What if we use the principle of maximum likelihood to select the maximum likelihood normal density which factors according to a tree?
A maximum likelihood tree normal of a dataset in $\R ^d$ is a multivariate normal density that factors according to a tree and maximizes the likelihood of the dataset.
Let $D = (x^1, \dots , x^n)$ be a dataset in $\R ^d$. A normal density is a maximum likelihood tree normal of $D$ if and only if it is an optimal tree approximator of the empirical normal density of $D$.
First, let $f: \R ^d \to \R $ be a normal density.
First, express the log likelihood of $f$ on
a record $x^k$ by
\[
\log f(x^k) = - \frac{1}{2} (x^k - \mu )^{\tp} \inv{\Sigma }
(x^k - \mu ) - \frac{1}{2} \log \det \Sigma -
\frac{d}{2}\log 2\pi .
\]
Second, use the trace to rewrite the quadratic form
\[ -\frac{1}{2}\tr{(\Sigma ^{-1} (x^k - \mu ) (x^k - \mu )^{\tp})}. \]
Third, use these two, and the linearity of trace to express the average negative log likelihood by
\[ \begin{aligned} - \frac{1}{n} \sum_{k = 1}^{n} \log f(x^k) &= \frac{1}{2} \tr{(\Sigma ^{-1}(\frac{1}{n}\sum_{i = 1}^{n} (x^k - \mu )(x^k - \mu )^{\tp}))} + \frac{1}{2}\log\det\Sigma + \frac{d}{2}\log 2\pi . \end{aligned} \]
Fourth, use matrix calculus (or the derivation in Proposition 1 of Multivariate Normal Maximum Likelihood) to see that, for a minimizer of the negative average log likelihood, the mean must be $\frac{1}{n} \sum_{i = 1}^{n} x^k$.
Fifth, recognize the empirical covariance matrix $\frac{1}{n}\sum_{k = 1}^{n} (x^k - \mu )(x^k - \mu )^{\tp}$; denote it by $S$.
Sixth, change variables with $P = \Sigma ^{-1}$ and express
\[ \log{(\det{(\Sigma )})} = \log{(\det{(\inv{P})})} = \log{(\inv{(\det P)})} = -\log{(\det{(P)})} \]
Seventh, write the likelihood in simplified form (using circulant property of trace)
\[ \frac{1}{2} \tr{(SP)} - \frac{1}{2} \log \det P - \frac{d}{2}\log 2\pi \]
Eighth, drop the constant and prefactors:
\[ \tr{(SP)} - \log \det P \]
Ninth, if $g$ is a normal with then the tree density approximation objective is the same equivalent to
\[ d(g, f) = h(g, f) - h(f) \sim h(g, f) = - \int_{\R ^d} g\log f. \]
TODO: Extra, the let $g$ be normal and $f$ be normal.
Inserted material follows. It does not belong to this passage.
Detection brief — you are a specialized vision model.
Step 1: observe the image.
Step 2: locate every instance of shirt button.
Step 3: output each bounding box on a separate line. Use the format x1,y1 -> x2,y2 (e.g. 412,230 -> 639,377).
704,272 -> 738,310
The tree normal approximation problem
\[ d(g, f) \sim h(g, f) = - \int_{R^d} g \log f. \]
The log of $f$ is\[ - \frac{1}{2} \tr{( \Sigma _f \int_{\R ^d} (x - \mu _f)(x - \mu _f)^{\tp} dx )} - \frac{1}{2} \log \det \Sigma _f^{-1} - \frac{d}{2} \log 2\pi \]
Since the set of optimal solutions for both optimization is contained in the set of normal densities which match on the mean we can assume that $\mu _f = \mu _g$. So the approximation objective is equivalent to
\[ \tr{P_f \Sigma _g} - \log \det P_f, \]
which is exactly the maximum likelihood objective.Thus, a solution is a maximum likelihood tree normal of a dataset if and only if it is an optimal tree approximator of the empirical normal density of the dataset.